If you were to tell anyone this little piece of heaven in northern coastal Queensland is the place where you shot a television series, you’d incur the jealousy of actors across the country.
But Sea Patrol star Kristian Schmid (pictured) says it’s not all beer and skittles.
“I know, I know, it doesn’t sound like hardship to be at Mission Beach,” he says with a grin, “but when you’re doing a 14-hour day, and the waves are pounding and everyone’s feeling sick because you’re breathing in diesel smoke …”
The 36-year-old father of two, who plays radio officer Robert J. Dixon on the series, throws his hands up in exasperation, only with the slightest hint of mockery.

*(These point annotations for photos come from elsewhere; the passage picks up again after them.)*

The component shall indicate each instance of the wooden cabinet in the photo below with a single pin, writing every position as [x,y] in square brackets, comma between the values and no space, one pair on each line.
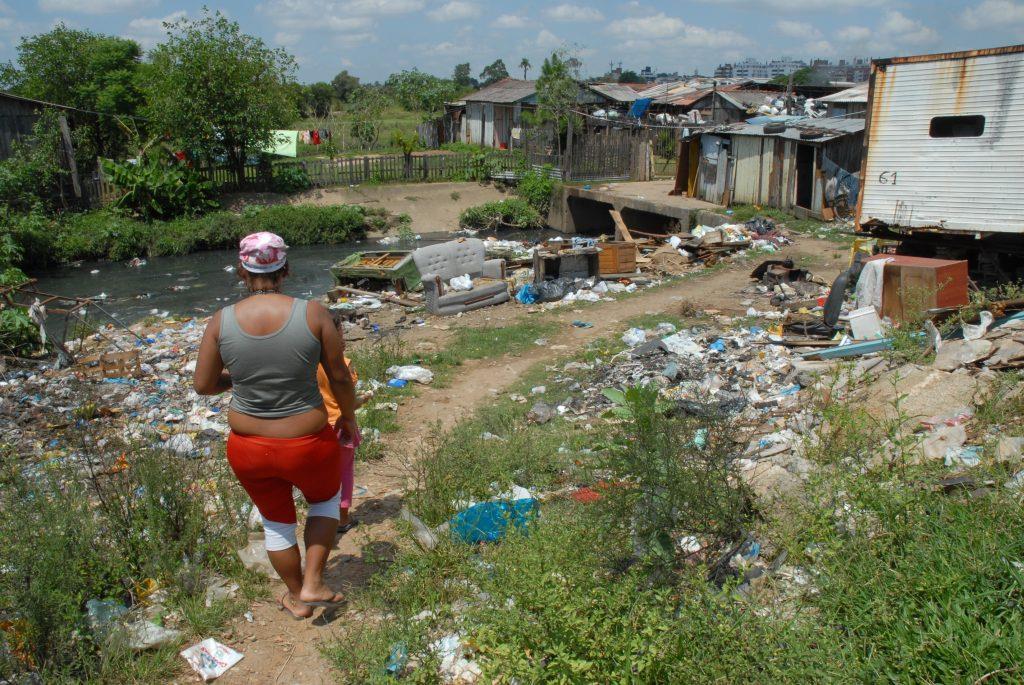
[912,285]
[617,258]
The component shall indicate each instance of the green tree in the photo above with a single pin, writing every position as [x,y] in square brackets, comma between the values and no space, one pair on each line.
[557,92]
[87,71]
[525,67]
[344,85]
[318,97]
[462,76]
[418,91]
[494,73]
[368,104]
[219,92]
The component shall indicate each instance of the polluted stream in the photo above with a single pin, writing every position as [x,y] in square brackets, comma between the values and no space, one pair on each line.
[201,283]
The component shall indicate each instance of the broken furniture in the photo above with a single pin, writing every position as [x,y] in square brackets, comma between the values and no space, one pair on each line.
[913,285]
[617,259]
[552,261]
[383,269]
[439,263]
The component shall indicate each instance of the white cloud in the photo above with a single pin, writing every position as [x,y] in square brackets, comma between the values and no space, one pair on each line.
[147,32]
[670,33]
[455,10]
[510,22]
[797,30]
[853,34]
[375,7]
[547,40]
[894,34]
[993,13]
[569,12]
[652,26]
[804,5]
[95,6]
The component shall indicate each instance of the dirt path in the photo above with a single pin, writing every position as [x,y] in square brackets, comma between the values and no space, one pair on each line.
[280,650]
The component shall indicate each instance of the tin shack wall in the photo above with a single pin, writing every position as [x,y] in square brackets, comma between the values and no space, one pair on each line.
[961,183]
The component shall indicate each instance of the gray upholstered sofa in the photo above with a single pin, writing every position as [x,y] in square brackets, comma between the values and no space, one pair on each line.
[439,263]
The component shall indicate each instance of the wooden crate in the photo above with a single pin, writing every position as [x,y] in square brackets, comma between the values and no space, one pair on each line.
[911,285]
[617,258]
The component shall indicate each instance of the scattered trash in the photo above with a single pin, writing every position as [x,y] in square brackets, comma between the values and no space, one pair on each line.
[634,337]
[397,659]
[461,283]
[489,521]
[210,658]
[412,373]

“You just have to buck up,” he says, “and get on with it and that’s what bonds you as a cast, being stuck together.”
It was indeed a hard slog for Schmid and his castmates Ian Stenlake, Lisa McCune, John Batchelor, Nikolai Nikolaeff and the like as they filmed their exterior scenes in Mission Beach early in the year before moving to inside studios on the Gold Coast.

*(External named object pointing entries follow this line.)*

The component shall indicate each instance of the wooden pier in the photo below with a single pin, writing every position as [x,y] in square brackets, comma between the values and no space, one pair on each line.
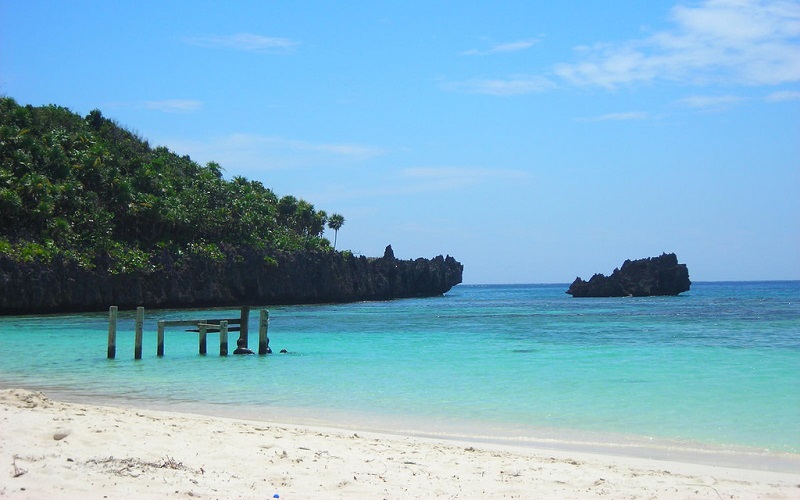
[200,326]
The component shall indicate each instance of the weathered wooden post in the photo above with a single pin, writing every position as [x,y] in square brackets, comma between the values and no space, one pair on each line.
[112,332]
[223,338]
[160,349]
[203,327]
[244,319]
[263,340]
[137,348]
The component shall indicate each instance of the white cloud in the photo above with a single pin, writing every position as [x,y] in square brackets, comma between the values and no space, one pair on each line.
[699,101]
[516,85]
[623,116]
[245,42]
[750,42]
[253,153]
[173,105]
[165,105]
[783,95]
[502,48]
[476,174]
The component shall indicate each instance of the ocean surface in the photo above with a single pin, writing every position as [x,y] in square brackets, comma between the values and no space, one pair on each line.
[718,366]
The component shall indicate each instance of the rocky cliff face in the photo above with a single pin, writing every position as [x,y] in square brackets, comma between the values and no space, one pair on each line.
[638,278]
[243,279]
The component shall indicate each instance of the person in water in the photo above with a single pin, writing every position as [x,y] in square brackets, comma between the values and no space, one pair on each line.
[241,347]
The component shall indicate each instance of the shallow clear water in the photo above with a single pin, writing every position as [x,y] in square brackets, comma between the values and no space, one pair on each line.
[719,365]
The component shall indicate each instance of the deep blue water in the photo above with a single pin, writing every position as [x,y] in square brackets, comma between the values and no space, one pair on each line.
[718,365]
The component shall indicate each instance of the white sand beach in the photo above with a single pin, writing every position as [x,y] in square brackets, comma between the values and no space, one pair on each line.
[52,449]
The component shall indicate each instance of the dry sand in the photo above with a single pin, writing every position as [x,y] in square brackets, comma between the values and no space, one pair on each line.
[51,449]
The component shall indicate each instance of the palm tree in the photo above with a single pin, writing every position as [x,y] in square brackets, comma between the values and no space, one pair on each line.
[335,222]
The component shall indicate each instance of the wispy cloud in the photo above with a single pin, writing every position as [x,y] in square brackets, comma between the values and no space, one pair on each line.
[623,116]
[245,42]
[702,101]
[749,42]
[415,180]
[173,105]
[783,95]
[502,48]
[253,153]
[166,105]
[354,151]
[515,85]
[473,174]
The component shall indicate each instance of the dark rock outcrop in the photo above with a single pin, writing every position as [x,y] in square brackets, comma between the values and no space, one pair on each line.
[244,278]
[638,278]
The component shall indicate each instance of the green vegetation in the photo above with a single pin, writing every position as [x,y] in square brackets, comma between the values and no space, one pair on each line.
[81,187]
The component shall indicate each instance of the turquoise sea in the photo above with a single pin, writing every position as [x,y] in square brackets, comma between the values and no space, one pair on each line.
[718,366]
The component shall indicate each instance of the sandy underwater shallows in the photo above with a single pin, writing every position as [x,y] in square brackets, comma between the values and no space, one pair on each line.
[52,449]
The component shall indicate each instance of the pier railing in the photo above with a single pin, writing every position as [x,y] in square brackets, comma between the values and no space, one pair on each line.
[200,326]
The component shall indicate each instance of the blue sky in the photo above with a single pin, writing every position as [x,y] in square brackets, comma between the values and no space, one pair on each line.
[533,141]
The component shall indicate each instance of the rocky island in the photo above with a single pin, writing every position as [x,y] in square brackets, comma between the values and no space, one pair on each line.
[91,215]
[638,278]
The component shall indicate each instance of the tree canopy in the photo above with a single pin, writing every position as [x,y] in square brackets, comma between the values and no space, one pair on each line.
[85,186]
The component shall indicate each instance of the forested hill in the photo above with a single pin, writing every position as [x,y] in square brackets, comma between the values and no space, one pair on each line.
[84,199]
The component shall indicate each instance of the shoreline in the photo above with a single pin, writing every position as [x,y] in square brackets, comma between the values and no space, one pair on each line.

Most of their work on location is out at sea the not always friendly seas often having to transfer from speeding boat to speeding boat in professional navy boarding style. Several of the cast and crew have suffered serious injury filming these scenes (during filming of season four, 11 people were hurt, including two with neck injuries), but for Schmid remembering his first time on set in late 2006 the pain actually started earlier, on dry land.
“I’d just come off this movie about a year or so before called The Great Raid and we’d done 12 days of boot camp and it was just the most awful experience I’d ever been through,” he says, referring to the WWII-based US film from 2005 which starred Benjamin Bratt and James Franco and was filmed in Australia.
“And my manager rang and said, `OK Kristian, good news, new job, Sea Patrol, but you do have to go to boot camp’. And I said `sorry I’m not taking the job’. And they were like, `No, it’s only three days and it’s only Australian and it won’t be as hard’.
“But it was! I did nearly vomit after the speed beep testing. It was proper navy training and there also was strategic workout.”
And there was another downside …
“Then we took out time trying to learn how to march,” he says rolling his eyes. “I always wanted to put my same arm and same leg forward at the one time.
“It looks very odd when you walk like that.”
But he got through the training and, along with his castmates on the Hammersley, is looking slicker than ever in this, season five, the final series of Sea Patrol. Although, Schmid admits, the marching still needs some work.
He’s also hitting his stride, so to speak, in filming for the new series of Packed To The Rafters in which he reprises his role of cerebral palsy sufferer Alex Barton.
Schmid also works as a tutor at the film and TV school Screenwise in Sydney.